Reading, Part One

13 Jun

I was made to collect stuff – I like to really geek up on my subject. I’ve found this particularly hard with dolls, for several reasons. Firstly, there are many many books on Barbies and its hard to come in as a novice and make good decisions about what to get. Secondly, a fair amount of books about Barbies are about vintage dolls and while I’m very interested in some of these, I’m not collecting them at the moment. Books about modern dolls are harder to find, and the more modern the subject, the more expensive the book. On eBay books are surprisingly expensive, so when I see something I’m interested in I now tend to go to Amazon where there are some really good deals from the marketplace sellers, especially if you are prepared to wait a little while for delivery. I’ve read three books lately that I’ve found pretty interesting:

The first is Warman’s Field Guide Second Edition. As it was published in 2009, it includes a lot of modern dolls. It also has some really interesting articles about both collector and playline dolls, and loads of great photos. I haven’t exactly put loads of effort in, but the price guide index makes no sense whatsoever to me and I have no idea how its organised. On the plus side, this doesn’t really matter as its based on American prices – its a very different market over here in England (unfortunately – bloody import taxes)

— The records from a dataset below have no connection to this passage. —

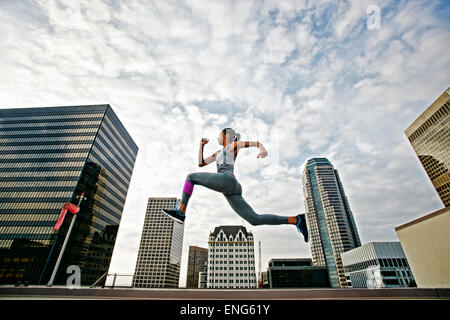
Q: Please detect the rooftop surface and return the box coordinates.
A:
[0,286,449,300]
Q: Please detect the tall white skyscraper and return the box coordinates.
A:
[207,226,257,289]
[132,197,184,288]
[302,158,361,288]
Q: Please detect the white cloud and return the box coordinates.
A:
[260,25,297,64]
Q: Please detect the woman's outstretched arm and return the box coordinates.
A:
[234,141,268,158]
[198,138,217,167]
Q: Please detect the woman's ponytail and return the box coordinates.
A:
[222,127,240,142]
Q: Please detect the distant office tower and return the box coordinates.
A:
[198,261,208,288]
[266,258,330,288]
[0,105,138,285]
[302,158,361,288]
[132,197,184,288]
[341,242,415,288]
[207,226,257,289]
[261,271,269,288]
[405,87,450,207]
[186,245,208,288]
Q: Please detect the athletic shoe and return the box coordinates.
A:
[162,207,185,224]
[296,214,309,243]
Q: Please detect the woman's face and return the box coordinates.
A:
[217,131,228,145]
[218,131,224,145]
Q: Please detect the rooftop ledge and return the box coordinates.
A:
[0,286,449,300]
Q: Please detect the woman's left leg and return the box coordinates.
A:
[223,192,310,241]
[223,193,290,226]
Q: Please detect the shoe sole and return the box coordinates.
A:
[303,230,309,243]
[161,209,185,224]
[299,214,309,243]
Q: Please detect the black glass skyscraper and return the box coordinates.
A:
[0,104,138,285]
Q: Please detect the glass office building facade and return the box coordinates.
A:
[405,87,450,207]
[0,105,138,285]
[266,258,330,288]
[341,242,415,288]
[302,158,361,288]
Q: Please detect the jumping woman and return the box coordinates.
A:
[162,128,309,242]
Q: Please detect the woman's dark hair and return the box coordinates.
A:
[222,127,240,142]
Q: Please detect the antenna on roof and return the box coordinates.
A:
[258,240,262,288]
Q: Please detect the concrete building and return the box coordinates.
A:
[302,158,362,288]
[395,207,450,288]
[198,261,208,288]
[261,271,269,288]
[0,105,138,286]
[266,258,330,288]
[186,245,208,288]
[207,226,257,289]
[341,242,415,288]
[132,197,184,288]
[405,87,450,207]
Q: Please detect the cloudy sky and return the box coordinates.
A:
[1,0,449,287]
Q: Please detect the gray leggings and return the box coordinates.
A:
[181,171,289,226]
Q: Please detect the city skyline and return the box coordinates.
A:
[0,1,449,288]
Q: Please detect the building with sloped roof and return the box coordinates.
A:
[207,225,257,289]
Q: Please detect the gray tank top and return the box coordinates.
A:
[216,143,235,173]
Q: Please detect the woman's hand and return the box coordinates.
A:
[200,138,209,146]
[257,146,268,159]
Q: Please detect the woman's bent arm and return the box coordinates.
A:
[199,138,216,167]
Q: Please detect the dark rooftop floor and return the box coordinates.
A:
[0,286,449,300]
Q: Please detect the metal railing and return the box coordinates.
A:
[103,273,134,288]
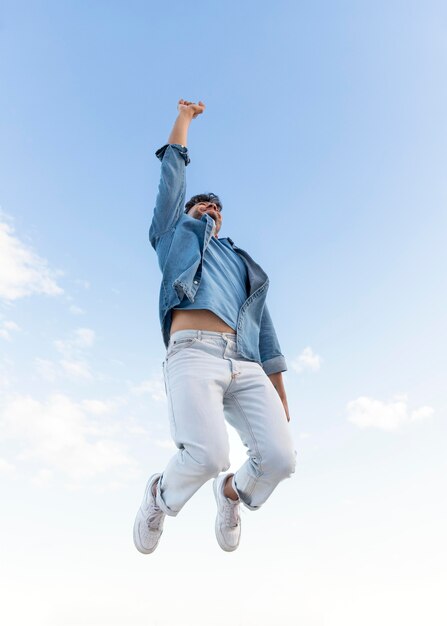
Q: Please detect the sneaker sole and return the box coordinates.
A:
[213,478,240,552]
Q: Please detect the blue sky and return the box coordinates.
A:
[1,2,446,625]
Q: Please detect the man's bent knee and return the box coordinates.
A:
[195,450,230,477]
[263,448,297,481]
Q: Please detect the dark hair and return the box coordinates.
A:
[184,192,223,213]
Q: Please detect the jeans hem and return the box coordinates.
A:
[156,483,180,517]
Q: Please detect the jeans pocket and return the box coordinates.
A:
[166,337,197,360]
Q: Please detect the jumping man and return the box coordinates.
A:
[133,99,296,553]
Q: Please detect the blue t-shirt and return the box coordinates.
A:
[173,236,249,330]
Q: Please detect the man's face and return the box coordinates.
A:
[187,201,222,237]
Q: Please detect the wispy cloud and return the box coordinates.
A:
[131,376,166,402]
[347,394,434,431]
[0,458,15,475]
[0,392,138,486]
[69,305,85,316]
[32,468,53,487]
[0,215,63,302]
[60,359,93,381]
[80,398,123,415]
[54,327,95,355]
[0,320,20,341]
[290,347,322,373]
[35,328,97,383]
[34,358,57,383]
[0,357,15,390]
[153,438,176,450]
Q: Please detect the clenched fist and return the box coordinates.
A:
[177,99,206,119]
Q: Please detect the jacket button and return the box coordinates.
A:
[193,280,198,285]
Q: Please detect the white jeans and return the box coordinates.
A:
[155,330,297,516]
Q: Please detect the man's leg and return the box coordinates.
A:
[155,341,232,516]
[134,336,234,553]
[223,360,297,510]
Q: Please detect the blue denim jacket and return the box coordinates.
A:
[149,143,287,375]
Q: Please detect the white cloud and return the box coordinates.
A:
[34,358,57,382]
[34,357,93,382]
[75,328,95,347]
[0,357,15,390]
[32,468,53,487]
[35,328,97,383]
[0,372,11,389]
[411,406,434,422]
[131,376,166,402]
[126,420,150,436]
[54,327,95,355]
[0,217,63,301]
[3,320,20,330]
[0,320,21,341]
[60,359,93,381]
[0,392,138,486]
[347,394,434,431]
[153,438,176,450]
[80,399,121,415]
[0,458,15,475]
[69,305,85,316]
[290,347,322,373]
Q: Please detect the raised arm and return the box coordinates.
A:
[168,99,205,146]
[149,100,205,248]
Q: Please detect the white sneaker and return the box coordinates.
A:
[213,473,241,552]
[133,473,165,554]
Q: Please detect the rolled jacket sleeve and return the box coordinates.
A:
[155,143,191,166]
[259,303,287,375]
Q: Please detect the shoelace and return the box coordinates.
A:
[146,479,164,530]
[147,482,164,530]
[147,505,164,530]
[223,498,240,528]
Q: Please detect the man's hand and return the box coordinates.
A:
[267,372,291,422]
[177,99,206,119]
[168,99,205,146]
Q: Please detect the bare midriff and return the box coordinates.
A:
[170,309,236,336]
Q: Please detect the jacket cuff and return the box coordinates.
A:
[262,355,287,376]
[155,143,191,165]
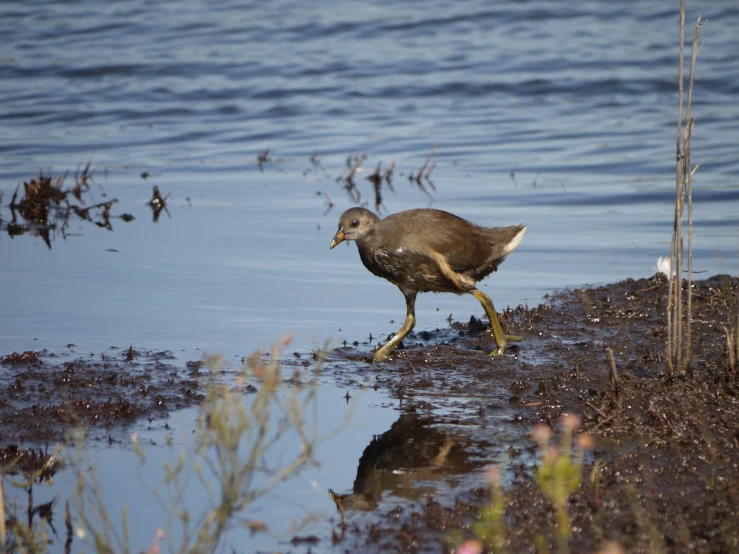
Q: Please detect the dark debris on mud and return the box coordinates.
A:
[326,274,739,554]
[0,347,205,444]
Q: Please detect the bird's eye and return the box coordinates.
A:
[351,220,360,228]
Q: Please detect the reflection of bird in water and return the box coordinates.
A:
[327,414,472,513]
[330,207,526,362]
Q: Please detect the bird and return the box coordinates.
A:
[330,207,526,362]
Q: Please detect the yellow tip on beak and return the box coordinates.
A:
[330,228,346,249]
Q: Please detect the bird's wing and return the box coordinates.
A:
[385,215,492,273]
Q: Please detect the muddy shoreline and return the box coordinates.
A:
[325,273,738,553]
[0,346,205,444]
[1,274,737,553]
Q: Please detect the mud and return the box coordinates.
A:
[325,274,739,553]
[0,275,737,553]
[0,346,204,444]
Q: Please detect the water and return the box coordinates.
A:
[1,0,738,550]
[6,380,400,553]
[2,0,738,355]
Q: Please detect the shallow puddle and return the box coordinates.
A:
[2,378,402,553]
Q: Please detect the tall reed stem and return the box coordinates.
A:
[667,0,702,374]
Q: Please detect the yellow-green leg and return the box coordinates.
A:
[374,293,416,362]
[472,290,522,356]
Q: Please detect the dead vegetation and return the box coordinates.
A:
[260,146,437,216]
[666,6,704,375]
[148,184,170,222]
[257,148,273,171]
[3,162,136,248]
[334,147,436,212]
[0,446,65,552]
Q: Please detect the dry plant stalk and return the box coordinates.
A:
[721,324,735,372]
[0,478,6,545]
[667,1,703,374]
[71,337,354,554]
[606,347,620,401]
[723,298,739,373]
[735,298,739,372]
[0,449,61,552]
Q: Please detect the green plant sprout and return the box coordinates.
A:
[532,415,594,554]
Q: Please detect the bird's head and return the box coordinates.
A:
[330,207,380,249]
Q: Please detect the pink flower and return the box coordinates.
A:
[455,539,484,554]
[531,424,552,446]
[560,414,581,432]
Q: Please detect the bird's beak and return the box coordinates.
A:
[330,228,346,249]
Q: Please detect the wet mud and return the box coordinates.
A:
[325,274,739,553]
[0,275,736,553]
[0,346,204,444]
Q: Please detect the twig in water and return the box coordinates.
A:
[338,153,365,203]
[384,160,396,183]
[72,159,96,201]
[344,153,365,185]
[411,144,438,188]
[366,162,388,211]
[149,185,171,222]
[257,149,272,172]
[74,200,118,217]
[366,161,383,186]
[323,192,334,216]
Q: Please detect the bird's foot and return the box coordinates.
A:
[489,345,507,357]
[372,332,410,362]
[373,351,389,363]
[489,335,523,357]
[373,343,394,362]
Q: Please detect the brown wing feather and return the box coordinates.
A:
[380,209,493,272]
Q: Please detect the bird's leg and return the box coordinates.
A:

The next book is “The Art of Barbie” published in 2000. The proceeds of this book were donated to the Elton John AIDS Foundation and it features customised dolls and photos by the fashion world glitterati. Its nice to look at, if a little gimmicky. Some of these creations are very lovely (for instance, the cover doll, called “purity”, by Nicole Farhi) but some of the designers seem to have done their dolls in half an hour at four in the morning when they’ve been up partying all night (Missoni, Prada, shame on you). Claudia Schiffer makes an appearance as a barbie, John Rocha (who went on to design outfits for the Barbie So In Style Range) has contributed a slightly ropey offering, and there are some amazing photos by Mario Testino, Daniel Levin and Benedict Campbell. This is Versace’s barbie, designed long before the Versace Barbie that you are probably more familiar with (if not, you can see my post “girly girls” for some pics of the Versus barbie):

and this is my favourite, Narciso Rodriguez’ Posh Punk, who reminds me of the recent Ladies of the 80s Debbie Harry Barbie:

The last book was really quite cheap, but I think its the best. Its a bright mish-mash of images – dolls, packaging pictures, design drawings, adverts, quotes, newspaper cuttings and bizarre little pull-outs like this reproduction vintage barbie club membership card:

barbie fan club membership card

There’s so many fabulous things in this book its hard to pick anything out in particular. However, I did really like these seventies drawings, which I think were from adverts of the time. They reminded me of my sister’s Pink and Jackie Annuals, in which there were always cartoon strips drawn in this style:

superstar barbie cartoonCheryl Ladd superstar barbie cartoon


2 Responses to “Reading, Part One”

  1. Taswegian1957 May 21, 2013 at 4:28 pm #

    I can relate to your difficulty in finding books about the dolls you are collecting. When I started collecting Barbies in the 1990s I bought a lot from flea markets etc and it was very hard to ID them. Eventually I was lucky enough to come across some books that covered that era and I was very happy.

    • barbielea May 21, 2013 at 7:07 pm #

      Hi Taswegian. Since I wrote this post, I have managed to pick up a few more reference books, but I kind of got sidetracked buying vintage children’s Barbie books, which I love. I tend to use the internet for identifications mostly these days – but I still love a good reference book when I can get hold of one.